TM:I really enjoy leading this group of amazing faculty and staff, but what I'm really looking forward to is going to happen in 2024. In May we will have our first degree and receive accreditation at the same time. No medical school will be accredited until that first student passes the stage. So when we get our first degree, it's important on many different levels. It matters to each of our students who have now become doctors for the rest of their lives, it's really a transformational process. During the existence of this institution, at the time this happens, we also fully accredit ourselves. Years of work have gone into this project and it will be a very proud moment for the entire Sam community.

T@S: What do you love most about your job?

TM:The best thing about working in osteopathic medicine is being able to be a part of people's lives and families through their best and worst times. You have the opportunity to help people overcome the fear of death and the joy of birth and the changes we all go through during our life cycle. It is a great honor to be able to be a part of someone's life, family or community in a way that makes a difference. This group of people that we have here are part of something bigger than themselves and I think that's beautiful, it's a great lesson to be able to change someone's life.

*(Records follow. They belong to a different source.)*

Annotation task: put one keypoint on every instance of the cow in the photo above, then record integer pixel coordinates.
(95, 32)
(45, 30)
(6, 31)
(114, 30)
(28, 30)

T@S: What inspires or motivates you?

TM:They are primarily our medical students. It's difficult to be a doctor, it used to be difficult, but it's getting harder and harder, and these men and women are making tremendous sacrifices. You don't just show up to take a few courses, you're here to be changed so you can make a difference in the world, and that inspires you. Our inaugural class began medical school at a new university with no high school students and an untested curriculum just as the pandemic was changing the world for everyone. They have had to deal with it all and yet they remain tenacious and have the flexibility and determination to move forward and succeed. Our students are my inspiration.

T@S: What do you think is necessary to be successful in this area?

TM:Medical students must have the heart and passion to succeed and the dedication to move forward. Medical school is like drinking out of a fire hose, it's not easy. Here you can see people studying at all hours of the day and night. Once they are in their third or fourth year, they will spend many hours in hospitals and clinics, then they will go home and study some more, so it takes a lot of time and effort to get through. However, from my experience it's totally worth it, I wouldn't trade it for the world and there hasn't been a moment when I looked back on my career and regretted it. Our goal is to help each of our medical students find success and fulfillment in a career focused on service to others.